赤鬼と天狗のからかい
鬼祭2日目の午後1時より、小太鼓を聞いて赤鬼が多数の警固の若者を従えて広前へ走って来る。続いて天狗を先頭に司天師と笹良児が繰り込んで、参道の中程に控えている。
まず、赤鬼は儀調場(八角)の中に入って、跪いて神前に祈念してから、撞木を打振り、高足取にて電光型に天狗へ向かって進み、それから「からかい」が始まるのである。
赤鬼が手を上げてさし招くと、天狗もこれに答えて、同じく手を上げて招き、天狗は薙刀を構えて大地を踏みしめながら進みより、跳び上がって赤鬼に迫れば、赤鬼は儀調場の前まで退き、日の丸の扇を上に掲げてたたかいを挑めば、天狗も日の丸の扇で応え、それより広前をあるいは退き、あるいは進み、相合った時、赤鬼はここで神秘のからかいの所作を行う。天狗は怒って薙刀を持ち直して赤鬼に向かう。

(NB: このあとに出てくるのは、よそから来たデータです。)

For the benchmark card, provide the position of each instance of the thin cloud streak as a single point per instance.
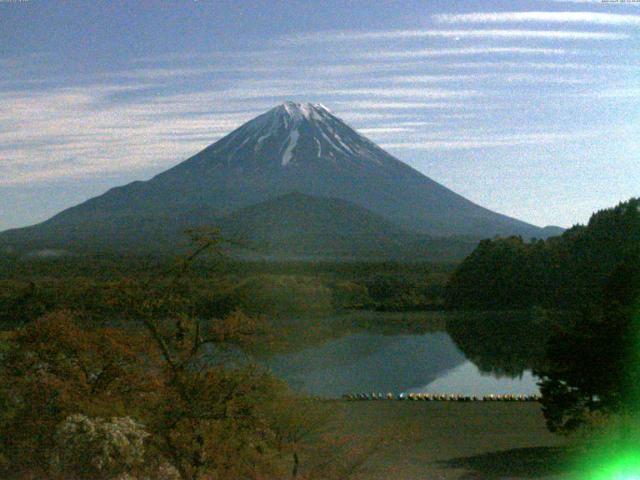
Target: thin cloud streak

かくて、赤鬼は再三挑戦するが叶わず、だんだん追いつめられ、八角のところまで来て、遂に支えきれずに遁れ出る。この時、茶色の裃を着けた警固の若者は、赤鬼を取り囲みながら「アーカイ」と口々に叫びつつ二の鳥居まで逃げる。
やがて引返して社務所に来て、供え物のタンキリ飴の土産を置いて境内に走り出て、氏子の町々を駈け廻るのである。
この時、茶色の裃を着け、赤足袋をはき、タンキリ飴の入った袋を持った赤組の大勢の若衆が「アーカイ」と呼びつつ、タンキリ飴をまき散らすので、群衆は争ってこれを拾うのである。